Hospital Construction Progresses with an Eye on the Future and an Ear from the Past

The Replacement Naval Hospital project has reached many successful milestones and has vastly exceeded the Navy’s expectations on Safety, Quality, Schedule and Budget control. To date, the $455 Million construction project has achieved over 1.4 million man-hours of work with zero lost-time safety incidents; is currently four months ahead of schedule; has maintained state-of-the-art level of quality and has spent less than 1 percent of the project cost on unforeseen changes. What is the secret to such success on a high-value, high-risk project that employs 800-1000 workers simultaneously on a daily basis? The answer, for this team, was to look to the past.

“With the short timeframe of only four years allotted for programming, design and construction of such a large, complex project, we were forced to look to creative ways of accomplishing our task, while keeping up our four pillars of Safety, Quality, Timeliness and adherence to Budget constraints”, said Cmdr. Whit Robinson, Resident Officer In Charge of Construction (ROICC). “We established a program to continually monitor other hospitals under construction, interface with their teams, study their successes and learn where they could have improved. In essence, we are able to look in their rear view mirrors with them and use that information to charter an intelligent course for the completion of our project.”

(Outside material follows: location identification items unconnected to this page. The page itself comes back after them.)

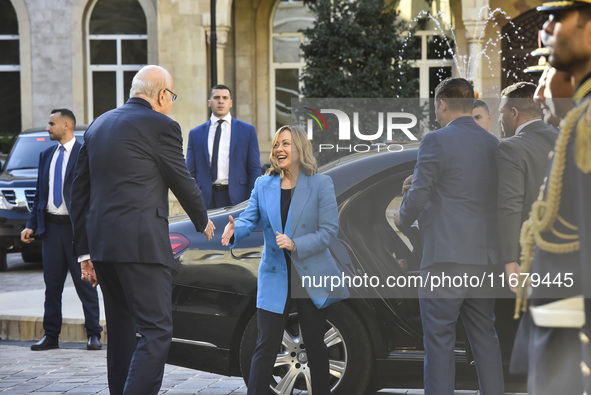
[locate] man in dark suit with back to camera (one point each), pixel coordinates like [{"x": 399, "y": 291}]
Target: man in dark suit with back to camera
[
  {"x": 50, "y": 218},
  {"x": 132, "y": 155},
  {"x": 223, "y": 154},
  {"x": 522, "y": 161},
  {"x": 453, "y": 196}
]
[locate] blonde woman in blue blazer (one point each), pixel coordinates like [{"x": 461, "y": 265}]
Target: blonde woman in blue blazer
[{"x": 298, "y": 211}]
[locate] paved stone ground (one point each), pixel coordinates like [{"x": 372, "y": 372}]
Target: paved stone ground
[{"x": 72, "y": 369}]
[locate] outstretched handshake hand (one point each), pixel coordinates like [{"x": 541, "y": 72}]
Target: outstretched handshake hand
[
  {"x": 208, "y": 232},
  {"x": 228, "y": 231}
]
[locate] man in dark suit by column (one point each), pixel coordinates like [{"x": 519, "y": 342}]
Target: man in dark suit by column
[
  {"x": 522, "y": 161},
  {"x": 223, "y": 154},
  {"x": 132, "y": 155},
  {"x": 50, "y": 218},
  {"x": 453, "y": 196}
]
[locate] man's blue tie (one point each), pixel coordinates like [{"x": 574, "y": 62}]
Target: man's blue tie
[
  {"x": 213, "y": 169},
  {"x": 57, "y": 178}
]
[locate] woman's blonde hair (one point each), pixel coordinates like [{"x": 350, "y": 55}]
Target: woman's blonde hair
[{"x": 299, "y": 141}]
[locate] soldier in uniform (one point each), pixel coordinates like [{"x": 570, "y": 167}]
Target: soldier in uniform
[{"x": 557, "y": 236}]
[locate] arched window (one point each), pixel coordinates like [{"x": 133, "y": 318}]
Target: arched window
[
  {"x": 289, "y": 18},
  {"x": 10, "y": 86},
  {"x": 520, "y": 38},
  {"x": 117, "y": 49}
]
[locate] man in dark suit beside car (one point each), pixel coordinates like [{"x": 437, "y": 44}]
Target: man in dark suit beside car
[
  {"x": 50, "y": 218},
  {"x": 131, "y": 157},
  {"x": 522, "y": 161},
  {"x": 453, "y": 196},
  {"x": 223, "y": 154}
]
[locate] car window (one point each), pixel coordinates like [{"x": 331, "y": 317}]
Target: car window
[
  {"x": 367, "y": 221},
  {"x": 26, "y": 150}
]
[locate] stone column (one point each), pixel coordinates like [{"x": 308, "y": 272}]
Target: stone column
[
  {"x": 475, "y": 15},
  {"x": 222, "y": 39}
]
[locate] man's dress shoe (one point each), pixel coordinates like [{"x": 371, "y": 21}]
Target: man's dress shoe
[
  {"x": 47, "y": 343},
  {"x": 93, "y": 343}
]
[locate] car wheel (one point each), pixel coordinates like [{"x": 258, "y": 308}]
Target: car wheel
[
  {"x": 349, "y": 348},
  {"x": 31, "y": 257},
  {"x": 3, "y": 262}
]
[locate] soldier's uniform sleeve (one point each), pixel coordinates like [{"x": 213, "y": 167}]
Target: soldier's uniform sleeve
[{"x": 582, "y": 201}]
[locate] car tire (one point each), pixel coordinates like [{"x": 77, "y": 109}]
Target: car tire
[
  {"x": 31, "y": 257},
  {"x": 350, "y": 354}
]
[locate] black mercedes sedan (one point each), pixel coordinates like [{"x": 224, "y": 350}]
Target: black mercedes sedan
[{"x": 374, "y": 338}]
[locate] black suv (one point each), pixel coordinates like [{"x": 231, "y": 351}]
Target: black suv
[{"x": 18, "y": 182}]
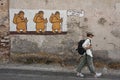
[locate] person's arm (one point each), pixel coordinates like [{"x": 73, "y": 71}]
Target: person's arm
[{"x": 86, "y": 44}]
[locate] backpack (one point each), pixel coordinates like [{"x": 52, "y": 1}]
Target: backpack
[
  {"x": 51, "y": 17},
  {"x": 15, "y": 18},
  {"x": 80, "y": 49}
]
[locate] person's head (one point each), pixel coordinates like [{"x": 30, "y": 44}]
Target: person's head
[
  {"x": 21, "y": 14},
  {"x": 41, "y": 13},
  {"x": 57, "y": 13},
  {"x": 89, "y": 34}
]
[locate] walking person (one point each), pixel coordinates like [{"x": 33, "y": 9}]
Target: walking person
[{"x": 87, "y": 57}]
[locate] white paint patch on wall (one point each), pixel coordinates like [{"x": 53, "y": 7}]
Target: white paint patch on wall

Commander Robinson further stated that over 191 lessons learned were originally gleaned from 20 hospital visits across the country, including the Walter Reed National Military Medical Center in Bethesda, MD; the Fort Belvoir Community Hospital at Fort Belvoir, VA; Palomar Pomorado Hospital in Escondido, CA; University of California Hospital, Irvine, and the VA Hospital in Las Vegas, NV. The trips were planned around issues that were projected to arise on the Camp Pendleton project within the proximate 3-12 months, in an effort to effectively get ahead of issues before they became critical. Such visits were planned around Contract Development, Contractor Selection Process, Design Development, Construction Management, Contract Completion and Closeout, Facilities Turnover to Users, and Facilities Maintenance Planning and Training.

“By setting up sessions where we could learn from other hospital teams, we were able to take up where those teams left off and have enjoyed the successes of establishing both a teaching and learning organization for the Naval Facilities Engineering Command, while building this landmark facility”, said Robinson. “Since those initial 191 comments, we have added over 300 more relevant practices and observations that may help the Navy become more efficient and provide better, safer construction in shorter amounts of time.”

The ROICC team plans on capturing all lessons learned from this project and electronically sharing them with the rest of the Naval Facilities Engineering Command in an effort to let others learn from the project’s successes and failures.

The hospital is currently 70 percent complete with more than $275 million invoiced for construction. Since January 2012, the Clark-McCarthy Joint Venture construction team has installed an average of $1 million of construction every day. The hospital is scheduled for completion in Winter 2013/2014 and should be fully operational in Spring 2014.